Rückblick

10.08.2018 bis 08.09.2018

Petra Jovanovska & Natasha Milovancev (Skopje) / Grenzenlos. Nürnberg trifft Skopje

Die beiden mazedonischen Künstlerinnen, Petra Jovanovska und Natasha Milovancev, präsentieren im Rahmen des 14. Internationalen Festivals der Partnerstädte (grenzenlos-Festival) 2018 - Nürnberg trifft Skopje - neueste Arbeiten der Malerei und Collage im White Cube der Bunsen Goetz Galerie.

Grußworte:
Petre Shilegov (Oberbürgermeister der Stadt Skopje)
Dr. Norbert Schürgers (Leiter des Amtes für Internationale Beziehungen, Stadt Nürnberg)
Dr. Gerhard Krüger (Mazedonischer Honorarkonsul in Nürnberg)

Einführung:
Bunsen Goetz Galerie

Die Ausstellung wird in Kooperation mit dem Amt für Internationale Beziehungen, dem Museum Tucherschloss und Hirsvogelsaal/ Museen der Stadt Nürnberg sowie dem Honorarkonsulat der E.J.R. Mazedonien in Nürnberg durchgeführt.

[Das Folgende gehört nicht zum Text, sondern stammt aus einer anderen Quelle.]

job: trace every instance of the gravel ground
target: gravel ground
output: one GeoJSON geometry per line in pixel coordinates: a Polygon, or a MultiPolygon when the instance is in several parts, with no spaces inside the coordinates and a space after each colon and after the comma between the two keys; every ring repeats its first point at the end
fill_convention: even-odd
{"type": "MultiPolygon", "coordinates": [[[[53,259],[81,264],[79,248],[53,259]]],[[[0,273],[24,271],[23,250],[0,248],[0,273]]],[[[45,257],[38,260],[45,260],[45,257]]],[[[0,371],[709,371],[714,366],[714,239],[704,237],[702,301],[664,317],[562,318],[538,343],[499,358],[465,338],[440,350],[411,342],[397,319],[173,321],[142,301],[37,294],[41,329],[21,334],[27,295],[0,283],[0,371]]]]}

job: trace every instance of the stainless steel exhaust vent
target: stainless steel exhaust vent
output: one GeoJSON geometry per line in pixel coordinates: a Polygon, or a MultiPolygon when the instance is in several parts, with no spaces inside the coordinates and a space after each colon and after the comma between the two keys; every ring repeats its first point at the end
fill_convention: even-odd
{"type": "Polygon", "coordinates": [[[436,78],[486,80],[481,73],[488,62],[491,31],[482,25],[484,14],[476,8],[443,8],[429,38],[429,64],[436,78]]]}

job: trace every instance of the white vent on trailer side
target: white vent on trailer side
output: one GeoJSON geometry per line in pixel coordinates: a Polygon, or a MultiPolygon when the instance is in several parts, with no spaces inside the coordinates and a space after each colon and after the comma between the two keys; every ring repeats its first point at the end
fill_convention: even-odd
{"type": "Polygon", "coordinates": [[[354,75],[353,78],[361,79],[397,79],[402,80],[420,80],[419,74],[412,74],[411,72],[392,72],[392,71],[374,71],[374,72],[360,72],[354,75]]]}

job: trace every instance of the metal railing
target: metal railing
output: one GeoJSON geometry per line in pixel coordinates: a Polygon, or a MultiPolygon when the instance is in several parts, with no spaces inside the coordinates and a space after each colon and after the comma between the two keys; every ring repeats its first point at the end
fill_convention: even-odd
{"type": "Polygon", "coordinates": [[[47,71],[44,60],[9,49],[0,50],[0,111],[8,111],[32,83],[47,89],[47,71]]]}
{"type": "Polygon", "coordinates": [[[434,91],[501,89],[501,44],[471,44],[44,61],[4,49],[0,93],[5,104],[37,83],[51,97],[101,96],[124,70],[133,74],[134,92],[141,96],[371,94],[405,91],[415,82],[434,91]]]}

Ausstellungsdauer: bis 8. September 2018

 

20.04.2018 bis 04.08.2018

Elke Zauner (München) / Springfever

Die Münchner Künstlerin, Elke Zauner, mit der die Bunsen Goetz Galerie bereits seit 10 Jahren erfolgreich zusammenarbeitet, präsentiert neueste Arbeiten im White Cube der Galerie. Neben Ölarbeiten wird es auch wieder eine Wandarbeit extra zum 10-jährigen Jubiläum der Zusammenarbeit von Elke Zauner angefertigt.

 

Grußwort: Hans-Peter Miksch, Leiter kunst galerie fürth

 

 

 

 

 

 

 

 

 

 

 

28.02.2018 bis 29.07.2018

Verwertungsgesellschaft / "Es wird To(r)te geben! Buchstaben können Leben retten"

"Es wird To(r)te geben! - Buchstaben können Leben retten"
Unsere Kommunikation beruht auf scheinbar selbstverständlichen Konventionen. Gleichzeitig bedeutet kulturelle Deutungshoheit Macht. So sehen es Martin Droschke und Oliver Heß vom Künstlerduo „Verwertungsgesellschaft“.

Mit Humor und Einfallsreichtum rütteln sie an den Fundamenten des bildungsbürgerlichen Sprachkanons und setzen die Bruchstücke wieder neu zusammen. Im Mittelpunkt steht dabei das kleinste Glied: der Buchstabe.

Die „Verwertungsgesellschaft“ entschärft Goethes Werther, betreibt ein typographisches Fundbüro und fragt, ob die großen Werke der Weltliteratur wie William Shakespeares „Hamlet“ oder Hermann Hesses „Steppenwolf“ nicht als Buchstabennudeln bekömmlicher sind. Auf einer Aktionsfläche sind die Besucherinnen und Besucher aufgerufen, selbst aktiv zu werden – Buchstaben retten schließlich Leben.

 

Die Ausstellung wurde vom Museum für Kommunikation Nürnberg in Kooperation mit Oliver Heß und Martin Droschke (Künstlerduo Verwertungsgesellschaft) und der Bunsen Goetz Galerie erarbeitet: http://www.mfk-nuernberg.de/es-wird-torte-geben/

 

Hier der Film zur Installation "Das Typographische Fundbüro": https://www.youtube.com/watch?v=1jKSELsTvuM

 

 

02.02.2018 bis 09.06.2018

Fredrik Lindqvist (Ingolstadt) / THE CUT

Der schwedische Künstler Fredrik Lindqvist ruft in seinen auf Stoff gedruckten Holzschnitten genau dort Assoziationen ab, wo sie nicht erwartet werden. Er legt falsche Fährten, schafft offene Rätsel.

 

 

 

 

 

 

 

 

 

 

 

 

 

 

 

 

 

 

 

 

 

 

 

 

 

 

11.01.2018 bis 08.02.2018

Oleksiy Say (Kiew) / lost or found

Oleksiy Say, geboren 1975 in Kiew, studierte Grafikdesign und freie Kunst an der Akademie der bildendenden Künste in Kiew (Ukraine), wo er auch heute lebt und arbeitet.
Er verwendet in seinem Kunstschaffen Microsoft-Excel, das bekannte Tabellenkalkulations-Programm - ein Symbol der modernen Arbeitswelt - um eine wirklich
einzigartige Bildsprache zu schaffen. Es geht um eine kritische Auseinandersetzung mit unserer modernen Welt.